La migration se termine dès que quelque chose comme ça apparaît: un barrage. Sans aide, les poissons sont incapables d’atteindre le niveau supérieur. Et ils pourraient ne pas survivre en étant arrosés par l’eau qui se précipite du niveau supérieur au niveau inférieur.
Les écologistes pourraient trouver une solution comme ramasser les poissons à un niveau d’un barrage et les transporter à l’autre niveau – en monorail. C’est ce qui se passe réellement au barrage de Hwacheon en Corée du Sud. Le barrage a interrompu une importante route de migration des poissons lors de sa construction en 1944.
Les échelles à poisson sont plus naturelles. Ils offrent un itinéraire alternatif du niveau supérieur au niveau inférieur et vice versa, permettant aux poissons de surmonter eux-mêmes l’obstacle artificiel. Bien que fabriquées par l’homme, les échelles à poissons n’ont pas besoin d’être des constructions élaborées et coûteuses – elles peuvent être petites et simples, comme celle-ci.
Lorsque le déversoir, le barrage ou l’écluse est économiquement important et assez grand, l’échelle à poissons aura l’air très impressionnante. Celui-ci à Geesthacht près de Hambourg, en Allemagne, sur l’Elbe, mesure 550 mètres (1 800 pieds) de long. C’est la plus grande échelle à poissons d’Europe, composée de 45 bassins interconnectés que les poissons doivent traverser.
Les échelles à poisson peuvent prendre la forme d’escaliers en colimaçon. Les poissons remontent d’un bassin à l’autre. Cette construction, cependant, nécessite moins d’espace que le type habituel d’échelle à poisson. Un avantage supplémentaire: les bassins arrondis empêchent les poissons de se blesser au cours de leur voyage.
L’un de ces escaliers en colimaçon pour les poissons se trouve dans une centrale hydroélectrique près de Kiel, dans le nord de l’Allemagne. Ressemblant à une structure industrielle futuriste, elle mesure 200 mètres (656 pieds) de long, se compose de 36 piscines et couvre une pente de 3%.
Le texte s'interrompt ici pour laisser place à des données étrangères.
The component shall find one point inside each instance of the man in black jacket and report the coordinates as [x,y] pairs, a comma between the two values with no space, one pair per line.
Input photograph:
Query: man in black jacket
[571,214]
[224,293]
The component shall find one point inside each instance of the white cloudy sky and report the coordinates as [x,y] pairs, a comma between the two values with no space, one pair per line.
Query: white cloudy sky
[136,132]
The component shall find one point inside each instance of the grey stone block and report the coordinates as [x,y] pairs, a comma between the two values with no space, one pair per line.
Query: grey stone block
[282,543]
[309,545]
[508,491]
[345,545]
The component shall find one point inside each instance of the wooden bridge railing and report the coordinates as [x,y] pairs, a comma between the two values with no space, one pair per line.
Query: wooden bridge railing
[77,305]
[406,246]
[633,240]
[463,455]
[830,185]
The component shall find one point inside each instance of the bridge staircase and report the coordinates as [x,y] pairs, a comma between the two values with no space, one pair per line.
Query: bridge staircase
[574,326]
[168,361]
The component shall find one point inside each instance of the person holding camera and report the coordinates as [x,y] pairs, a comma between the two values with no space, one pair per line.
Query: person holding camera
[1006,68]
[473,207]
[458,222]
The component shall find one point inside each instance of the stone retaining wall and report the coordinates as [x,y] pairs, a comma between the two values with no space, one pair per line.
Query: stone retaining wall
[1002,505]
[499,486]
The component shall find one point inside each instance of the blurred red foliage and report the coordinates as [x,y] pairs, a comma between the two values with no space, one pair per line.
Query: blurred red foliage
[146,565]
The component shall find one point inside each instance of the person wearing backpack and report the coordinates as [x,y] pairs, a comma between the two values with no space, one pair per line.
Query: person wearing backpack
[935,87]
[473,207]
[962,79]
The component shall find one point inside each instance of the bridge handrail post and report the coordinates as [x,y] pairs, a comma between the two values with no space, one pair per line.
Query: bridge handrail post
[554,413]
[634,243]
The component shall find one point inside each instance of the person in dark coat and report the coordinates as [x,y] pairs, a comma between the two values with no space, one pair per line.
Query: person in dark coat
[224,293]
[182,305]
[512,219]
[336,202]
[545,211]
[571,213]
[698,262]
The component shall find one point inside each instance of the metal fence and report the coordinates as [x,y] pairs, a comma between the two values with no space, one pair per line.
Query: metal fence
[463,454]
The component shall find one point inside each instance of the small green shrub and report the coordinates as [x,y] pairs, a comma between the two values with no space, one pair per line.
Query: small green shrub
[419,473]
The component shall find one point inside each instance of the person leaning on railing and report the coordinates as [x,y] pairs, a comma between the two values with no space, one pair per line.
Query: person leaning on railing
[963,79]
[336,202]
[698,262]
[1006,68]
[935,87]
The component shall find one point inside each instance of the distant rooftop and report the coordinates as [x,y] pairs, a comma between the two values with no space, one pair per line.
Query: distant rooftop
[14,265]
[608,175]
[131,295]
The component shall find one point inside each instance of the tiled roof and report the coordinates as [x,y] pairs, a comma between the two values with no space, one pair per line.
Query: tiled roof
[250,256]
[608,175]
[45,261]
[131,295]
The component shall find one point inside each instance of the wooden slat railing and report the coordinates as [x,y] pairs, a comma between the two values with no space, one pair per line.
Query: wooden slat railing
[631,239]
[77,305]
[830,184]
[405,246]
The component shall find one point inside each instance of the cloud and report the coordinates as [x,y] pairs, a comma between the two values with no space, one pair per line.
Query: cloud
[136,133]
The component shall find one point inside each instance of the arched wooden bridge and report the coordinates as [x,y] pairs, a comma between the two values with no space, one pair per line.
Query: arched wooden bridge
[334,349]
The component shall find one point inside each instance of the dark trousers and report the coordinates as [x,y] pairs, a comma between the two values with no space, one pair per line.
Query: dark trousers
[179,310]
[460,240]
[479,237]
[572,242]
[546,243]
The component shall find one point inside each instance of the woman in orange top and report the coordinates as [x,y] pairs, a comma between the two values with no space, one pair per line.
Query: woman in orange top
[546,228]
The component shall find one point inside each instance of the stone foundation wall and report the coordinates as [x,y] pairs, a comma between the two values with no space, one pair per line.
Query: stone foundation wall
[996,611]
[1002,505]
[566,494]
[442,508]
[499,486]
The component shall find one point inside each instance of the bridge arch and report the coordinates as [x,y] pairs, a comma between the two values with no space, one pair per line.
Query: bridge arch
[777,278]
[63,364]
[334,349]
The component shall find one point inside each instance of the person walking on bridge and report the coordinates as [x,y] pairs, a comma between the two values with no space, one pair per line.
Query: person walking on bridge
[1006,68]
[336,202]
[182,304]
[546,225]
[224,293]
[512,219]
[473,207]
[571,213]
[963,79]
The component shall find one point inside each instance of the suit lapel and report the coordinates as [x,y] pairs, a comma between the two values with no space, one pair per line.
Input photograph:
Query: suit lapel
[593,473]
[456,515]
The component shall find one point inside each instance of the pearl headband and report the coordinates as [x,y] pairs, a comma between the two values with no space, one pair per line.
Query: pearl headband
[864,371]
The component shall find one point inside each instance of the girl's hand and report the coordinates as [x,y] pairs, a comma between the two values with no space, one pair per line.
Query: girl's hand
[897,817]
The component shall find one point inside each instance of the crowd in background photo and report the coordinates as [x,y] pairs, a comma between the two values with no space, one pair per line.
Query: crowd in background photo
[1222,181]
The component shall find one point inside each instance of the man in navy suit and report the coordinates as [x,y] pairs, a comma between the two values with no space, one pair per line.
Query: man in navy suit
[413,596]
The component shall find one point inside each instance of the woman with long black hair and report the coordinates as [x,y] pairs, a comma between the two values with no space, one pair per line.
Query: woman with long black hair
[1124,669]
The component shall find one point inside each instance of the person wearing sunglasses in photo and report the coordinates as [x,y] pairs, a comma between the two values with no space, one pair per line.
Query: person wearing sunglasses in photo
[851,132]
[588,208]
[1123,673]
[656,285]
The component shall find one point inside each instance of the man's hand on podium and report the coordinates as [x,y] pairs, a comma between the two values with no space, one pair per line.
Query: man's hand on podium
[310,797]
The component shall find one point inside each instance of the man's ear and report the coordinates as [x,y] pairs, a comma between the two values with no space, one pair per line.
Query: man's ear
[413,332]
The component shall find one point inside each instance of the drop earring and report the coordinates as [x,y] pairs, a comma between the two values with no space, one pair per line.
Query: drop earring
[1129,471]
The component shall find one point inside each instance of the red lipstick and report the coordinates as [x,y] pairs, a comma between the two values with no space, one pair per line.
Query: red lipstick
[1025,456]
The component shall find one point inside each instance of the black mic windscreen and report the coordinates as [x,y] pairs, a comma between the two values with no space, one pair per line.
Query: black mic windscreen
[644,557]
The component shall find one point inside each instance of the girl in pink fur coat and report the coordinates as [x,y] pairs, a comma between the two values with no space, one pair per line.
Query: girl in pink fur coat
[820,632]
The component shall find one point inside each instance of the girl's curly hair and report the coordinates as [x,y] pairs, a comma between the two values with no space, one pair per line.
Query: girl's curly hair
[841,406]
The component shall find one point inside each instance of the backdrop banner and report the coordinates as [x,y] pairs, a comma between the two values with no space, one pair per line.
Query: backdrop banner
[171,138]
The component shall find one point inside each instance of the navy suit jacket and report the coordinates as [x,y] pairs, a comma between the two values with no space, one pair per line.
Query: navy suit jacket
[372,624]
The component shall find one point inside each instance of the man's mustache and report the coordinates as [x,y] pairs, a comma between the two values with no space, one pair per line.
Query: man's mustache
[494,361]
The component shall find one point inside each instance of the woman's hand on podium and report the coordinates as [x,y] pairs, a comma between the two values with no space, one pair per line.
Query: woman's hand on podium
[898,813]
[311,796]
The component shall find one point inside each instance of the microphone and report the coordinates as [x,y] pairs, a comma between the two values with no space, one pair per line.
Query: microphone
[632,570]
Les anguilles sont des nageurs faibles, elles se glissent juste vers le haut et vers l’aval. Ils ont besoin d’échelles d’anguille spéciales: des rampes aqueuses ascendantes avec des structures en forme de broussailles au sol. Des aires de repos spéciales leur permettent de faire une pause pendant leur ascension. Les échelles d’anguilles sont souvent construites à côté d’échelles à poissons ordinaires.